Rota is a believer in the qualitative rather than quantitative aspect of tourism for an island like Malta.

“This island has a great product, but we just have to learn how to get it right and lead foreigners to actually come to Malta not for the usual cliché of sand, sea and sun, but its uniqueness, as no other country in the world has a comparable historical heritage.”

This, to Rota, is the significant difference that should put Malta on the very top of the destination list.

“I can tell you that the Maltese are great people, hard workers and it offends me to see hotels engage foreign general managers when you can find excellent and skilled Maltese for the job.”

“Why should hotels look overseas when Malta has it all?” he asks.

Rota is apolitical. His main concern is Malta and its guests.

Rota has hosted royalty, heads of government, politicians, musicians, film stars, football players… you name it.

But is it true that most guests are so discerning?

“Well, you learn through the years that every client is different, sometimes they have strange requests and I try to accommodate them as I can.

“I remember a particular incident in which a British woman telephoned me to ask for the same room, waiter, driver and chambermaid. I replied that I could guarantee all but the chambermaid who had just announced that she was pregnant and retiring from the job.

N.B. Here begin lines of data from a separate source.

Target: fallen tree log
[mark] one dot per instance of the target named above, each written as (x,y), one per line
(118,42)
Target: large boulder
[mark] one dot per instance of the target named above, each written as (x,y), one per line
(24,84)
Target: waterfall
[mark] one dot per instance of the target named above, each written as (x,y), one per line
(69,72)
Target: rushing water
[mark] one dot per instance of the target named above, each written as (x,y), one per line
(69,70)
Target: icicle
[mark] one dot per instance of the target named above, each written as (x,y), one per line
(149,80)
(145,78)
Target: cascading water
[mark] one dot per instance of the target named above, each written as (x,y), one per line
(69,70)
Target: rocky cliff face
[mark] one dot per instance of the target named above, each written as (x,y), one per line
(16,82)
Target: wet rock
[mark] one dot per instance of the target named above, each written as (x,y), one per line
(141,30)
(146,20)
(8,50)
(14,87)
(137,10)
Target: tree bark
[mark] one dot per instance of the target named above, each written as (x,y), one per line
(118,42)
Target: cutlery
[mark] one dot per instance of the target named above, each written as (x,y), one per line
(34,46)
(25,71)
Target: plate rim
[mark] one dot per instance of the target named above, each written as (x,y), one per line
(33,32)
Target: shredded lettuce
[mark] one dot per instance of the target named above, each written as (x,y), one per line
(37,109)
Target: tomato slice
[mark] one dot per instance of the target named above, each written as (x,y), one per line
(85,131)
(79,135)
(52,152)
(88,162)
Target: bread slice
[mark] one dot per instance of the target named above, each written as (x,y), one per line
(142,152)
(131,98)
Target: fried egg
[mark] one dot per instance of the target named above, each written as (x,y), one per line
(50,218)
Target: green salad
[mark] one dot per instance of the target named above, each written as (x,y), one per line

She suddenly got mad at me and said: “What? Pregnant? Couldn’t her husband have waited?” And I told her: “Madam, in Malta it usually takes nine months for a baby to be born, perhaps could you postpone your holiday to that period, when the weather would be even better?” Rota chuckled.

Rota has received numerous honours both in Malta and in Italy for his lifetime of experience. He has been hailed as an ambassador for Malta by all who know him, and his enthusiasm for the island makes you wonder, just where you’ve been looking to miss its true beauty.

Walking around the grand halls of the Corinthia Palace in Attard, you notice the respect all employees have for the man.

“You see, these are all my family. I have 172 employees here, and I know them all by name.”

“I augur that all these men and women pursue their careers in hotels and be the next generation of ambassadors for Malta,” he concludes.